М-сье Пьер, сидевший посередине, налил себе воды из графина, затем бережно-бережно положил на стол кисти рук со сплетенными пальцами (игра фальшивого аквамарина на мизинце) и, опустив длинные ресницы, секунд десять благоговейно обдумывал, как начнет свою речь.
-- Милостивые государи, -- не поднимая глаз, тонким голосом сказал наконец м-сье Пьер, -- прежде всего и раньше всего позвольте мне обрисовать двумя-тремя удачными штрихами то, что мною уже выполнено.
-- Просим, -- пробасил директор, сурово скрипнув креслом.
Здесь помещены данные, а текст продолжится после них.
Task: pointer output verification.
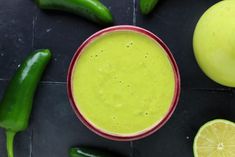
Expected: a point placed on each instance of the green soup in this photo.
(123, 83)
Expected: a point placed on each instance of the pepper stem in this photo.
(10, 142)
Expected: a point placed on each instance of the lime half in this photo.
(215, 139)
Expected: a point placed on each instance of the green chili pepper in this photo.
(16, 105)
(93, 10)
(91, 152)
(146, 6)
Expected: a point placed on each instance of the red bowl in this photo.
(122, 137)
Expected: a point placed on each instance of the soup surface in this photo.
(123, 82)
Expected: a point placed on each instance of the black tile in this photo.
(174, 22)
(56, 128)
(16, 34)
(194, 109)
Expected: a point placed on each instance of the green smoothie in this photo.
(123, 83)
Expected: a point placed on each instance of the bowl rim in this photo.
(145, 133)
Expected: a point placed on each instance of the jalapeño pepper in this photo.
(93, 10)
(16, 104)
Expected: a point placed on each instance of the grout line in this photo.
(33, 30)
(134, 12)
(132, 153)
(213, 89)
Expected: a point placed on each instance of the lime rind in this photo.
(204, 127)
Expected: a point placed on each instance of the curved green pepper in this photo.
(93, 10)
(16, 105)
(90, 152)
(146, 6)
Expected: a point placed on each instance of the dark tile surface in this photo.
(54, 127)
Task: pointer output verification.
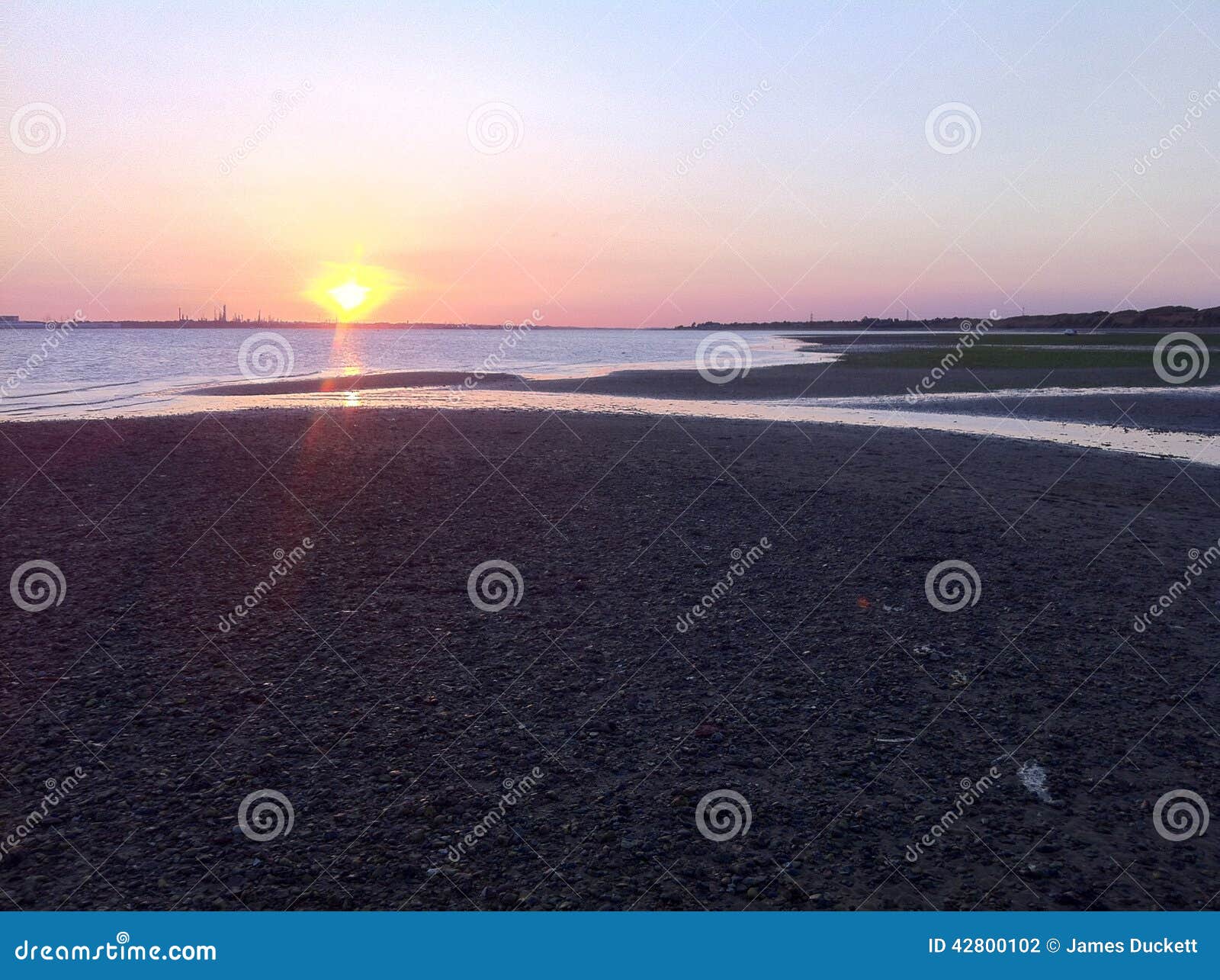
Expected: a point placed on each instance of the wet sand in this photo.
(370, 691)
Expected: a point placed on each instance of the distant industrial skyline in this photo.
(738, 164)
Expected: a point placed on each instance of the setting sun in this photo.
(351, 294)
(353, 291)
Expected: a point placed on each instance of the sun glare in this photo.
(352, 292)
(349, 296)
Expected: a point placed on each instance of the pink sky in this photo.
(652, 168)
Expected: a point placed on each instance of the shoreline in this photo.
(853, 707)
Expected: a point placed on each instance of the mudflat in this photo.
(390, 712)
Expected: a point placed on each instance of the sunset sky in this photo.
(223, 153)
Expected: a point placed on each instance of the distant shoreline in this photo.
(1154, 319)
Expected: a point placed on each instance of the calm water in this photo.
(140, 372)
(108, 370)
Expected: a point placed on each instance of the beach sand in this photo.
(390, 711)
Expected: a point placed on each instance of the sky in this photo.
(609, 164)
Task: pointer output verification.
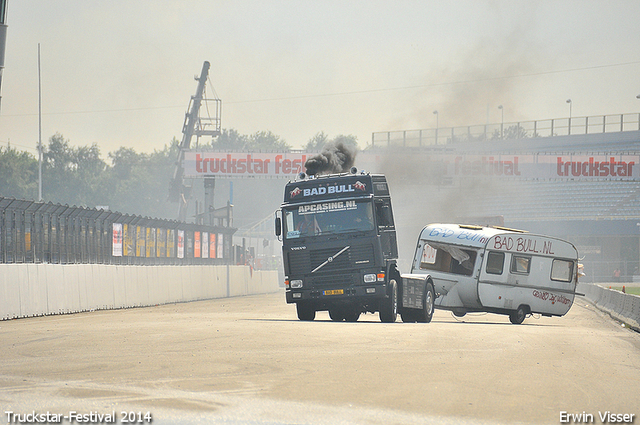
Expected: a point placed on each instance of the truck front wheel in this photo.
(389, 305)
(305, 311)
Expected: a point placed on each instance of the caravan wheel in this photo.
(389, 305)
(428, 304)
(517, 317)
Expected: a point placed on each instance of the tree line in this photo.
(127, 181)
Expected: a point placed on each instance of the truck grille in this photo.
(303, 262)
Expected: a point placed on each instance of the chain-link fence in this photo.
(38, 232)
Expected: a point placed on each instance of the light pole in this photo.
(570, 113)
(501, 121)
(437, 125)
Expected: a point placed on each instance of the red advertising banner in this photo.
(196, 245)
(528, 166)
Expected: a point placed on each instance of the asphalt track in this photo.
(248, 360)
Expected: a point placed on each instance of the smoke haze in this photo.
(334, 158)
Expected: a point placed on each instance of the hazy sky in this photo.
(120, 73)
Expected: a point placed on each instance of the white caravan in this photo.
(497, 270)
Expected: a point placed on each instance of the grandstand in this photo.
(600, 214)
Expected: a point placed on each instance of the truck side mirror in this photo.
(278, 226)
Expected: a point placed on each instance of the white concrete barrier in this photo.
(623, 307)
(39, 289)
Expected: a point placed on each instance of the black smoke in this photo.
(336, 157)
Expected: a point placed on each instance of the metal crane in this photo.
(3, 35)
(196, 125)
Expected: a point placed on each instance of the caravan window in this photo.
(562, 270)
(520, 265)
(495, 262)
(447, 258)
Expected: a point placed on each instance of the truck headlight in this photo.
(369, 278)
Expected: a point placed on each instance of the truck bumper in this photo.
(327, 295)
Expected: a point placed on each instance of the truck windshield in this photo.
(328, 218)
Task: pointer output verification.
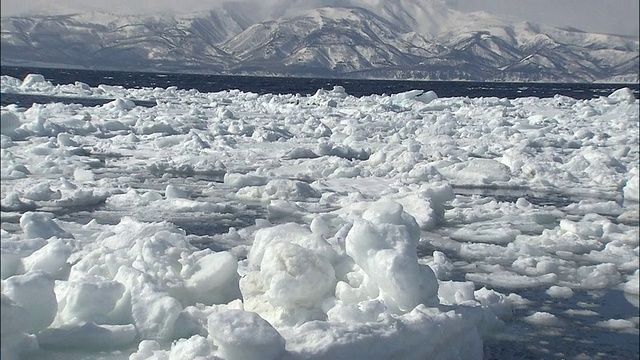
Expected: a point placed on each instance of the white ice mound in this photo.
(384, 245)
(631, 189)
(243, 335)
(358, 294)
(9, 122)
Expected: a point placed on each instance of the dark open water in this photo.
(306, 86)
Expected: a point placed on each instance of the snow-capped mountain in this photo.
(324, 38)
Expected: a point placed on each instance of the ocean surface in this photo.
(579, 335)
(302, 86)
-- Вам, конечно, известны, господа, причины той забавной мистификации, которая требуется традицией нашего искусства. В самом деле. Каково было бы, если бы я, с бухты-барахты открывшись, предложил бы Цинциннату Ц. свою дружбу? Ведь это значило бы, господа, заведомо его оттолкнуть, испугать, восстановить против себя -- совершить, словом, роковую ошибку.
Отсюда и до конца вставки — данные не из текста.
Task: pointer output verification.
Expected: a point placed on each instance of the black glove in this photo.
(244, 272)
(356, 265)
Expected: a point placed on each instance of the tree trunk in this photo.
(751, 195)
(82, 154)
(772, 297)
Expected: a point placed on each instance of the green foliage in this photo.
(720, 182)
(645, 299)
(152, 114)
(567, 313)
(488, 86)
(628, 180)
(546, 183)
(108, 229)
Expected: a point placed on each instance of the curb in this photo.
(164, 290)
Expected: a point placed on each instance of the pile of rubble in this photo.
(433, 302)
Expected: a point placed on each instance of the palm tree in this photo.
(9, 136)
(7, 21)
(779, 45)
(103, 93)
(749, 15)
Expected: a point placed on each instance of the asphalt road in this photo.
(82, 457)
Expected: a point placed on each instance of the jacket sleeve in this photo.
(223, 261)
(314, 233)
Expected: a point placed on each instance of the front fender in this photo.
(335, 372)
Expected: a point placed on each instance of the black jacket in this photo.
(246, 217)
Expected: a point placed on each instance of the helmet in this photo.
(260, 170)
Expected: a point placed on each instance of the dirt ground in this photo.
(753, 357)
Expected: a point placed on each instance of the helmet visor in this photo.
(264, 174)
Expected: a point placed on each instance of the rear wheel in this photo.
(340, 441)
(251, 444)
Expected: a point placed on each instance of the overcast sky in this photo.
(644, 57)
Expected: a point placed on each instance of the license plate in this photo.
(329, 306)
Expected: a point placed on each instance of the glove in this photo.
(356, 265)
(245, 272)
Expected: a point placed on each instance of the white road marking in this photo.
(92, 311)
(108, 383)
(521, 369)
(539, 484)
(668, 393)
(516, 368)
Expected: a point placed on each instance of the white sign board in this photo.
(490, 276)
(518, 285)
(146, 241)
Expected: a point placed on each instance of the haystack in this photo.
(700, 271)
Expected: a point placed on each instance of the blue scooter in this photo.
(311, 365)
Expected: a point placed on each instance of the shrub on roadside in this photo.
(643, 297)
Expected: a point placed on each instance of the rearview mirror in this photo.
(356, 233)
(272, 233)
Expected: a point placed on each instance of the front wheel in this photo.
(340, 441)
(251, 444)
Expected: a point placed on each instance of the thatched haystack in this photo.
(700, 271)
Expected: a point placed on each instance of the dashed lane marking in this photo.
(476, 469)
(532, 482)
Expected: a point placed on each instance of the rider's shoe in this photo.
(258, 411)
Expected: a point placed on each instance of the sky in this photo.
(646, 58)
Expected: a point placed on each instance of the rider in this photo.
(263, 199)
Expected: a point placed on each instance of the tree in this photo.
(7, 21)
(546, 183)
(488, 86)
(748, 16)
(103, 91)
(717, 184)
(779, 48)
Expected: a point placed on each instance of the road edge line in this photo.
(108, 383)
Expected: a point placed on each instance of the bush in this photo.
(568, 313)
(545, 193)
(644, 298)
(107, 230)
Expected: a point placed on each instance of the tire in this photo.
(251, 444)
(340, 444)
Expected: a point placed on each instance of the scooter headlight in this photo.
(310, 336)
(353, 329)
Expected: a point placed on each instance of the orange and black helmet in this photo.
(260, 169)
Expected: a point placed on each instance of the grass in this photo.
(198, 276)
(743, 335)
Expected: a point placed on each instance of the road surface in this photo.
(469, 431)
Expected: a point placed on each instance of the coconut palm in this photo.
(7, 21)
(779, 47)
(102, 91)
Докладчик отпил из стакана и осторожно отставил его.
-- Не стану говорить о том, -- продолжал он, взмахнув ресницами, -- как драгоценна для успеха общего дела атмосфера теплой товарищеской близости, которая постепенно, с помощью терпения и ласки, создается между приговоренным и исполнителем приговора. Трудно, или даже невозможно, без содрогания вспомнить варварство давно минувших времен, когда эти двое, друг друга не зная вовсе, чужие друг другу, но связанные неумолимым законом, встречались лицом к лицу только в последний миг перед самим таинством. Все это изменилось, точно так же, как изменилось с течением веков древнее, дикое заключение браков, похожее скорее на заклание, -- когда покорная девственница швырялась родителями в шатер к незнакомцу.
(Цинциннат нашел у себя в кармане серебряную бумажку от шоколада и стал ее мять.)
-- И вот, господа, для того, чтобы наладить самые дружеские отношения с приговоренным, я поселился в такой же мрачной камере, как он, во образе такого же, чтобы не сказать более, узника. Мой невинный обман не мог не удаться, и поэтому странно было бы мне чувствовать какие-либо угрызения; но я не хочу ни малейшей капли горечи на дне нашей дружбы. Несмотря на присутствие очевидцев и на сознание своей конкретной правоты, я у вас (он протянул Цинциннату руку) прошу прощения.
-- Да, это -- настоящий такт, -- вполголоса произнес директор, и его воспаленные лягушачьи глаза увлажнились; он достал сложенный платок, поднес было к бьющемуся веку, но раздумал, и вместо того сердито и выжидательно уставился на Цинцинната. Адвокат тоже взглянул, но мельком, при этом беззвучно двигая губами, ставшими похожими на его почерк, то есть не прерывая связи со строкой, отделившейся от бумаги и вот готовой опять побежать по ней дальше.
-- Руку! -- побагровев, с надсадом крикнул директор и так треснул по столу, что ушибся.
-- Нет, не заставляйте его, если не хочет, -- сказал спокойно м-сье Пьер. -- Это ведь только проформа. Будем продолжать.
-- Кроткий! -- пророкотал Родриг Иванович, бросив из-под бровей влажный, как лобзание, взгляд на м-сье Пьера.
-- Будем продолжать, -- сказал м-сье Пьер. -- За это время мне удалось близко сойтись с соседом. Мы проводили...
Цинциннат посмотрел под стол. М-сье Пьер почему-то смешался, заерзал и покосился вниз. Директор, приподняв угол клеенки, посмотрел туда же и затем подозрительно взглянул на Цинцинната. Адвокат в свою очередь нырнул, после чего всех обвел взглядом и опять записал. Цинциннат выпрямился. (Ничего особенного -- уронил серебряный комочек.)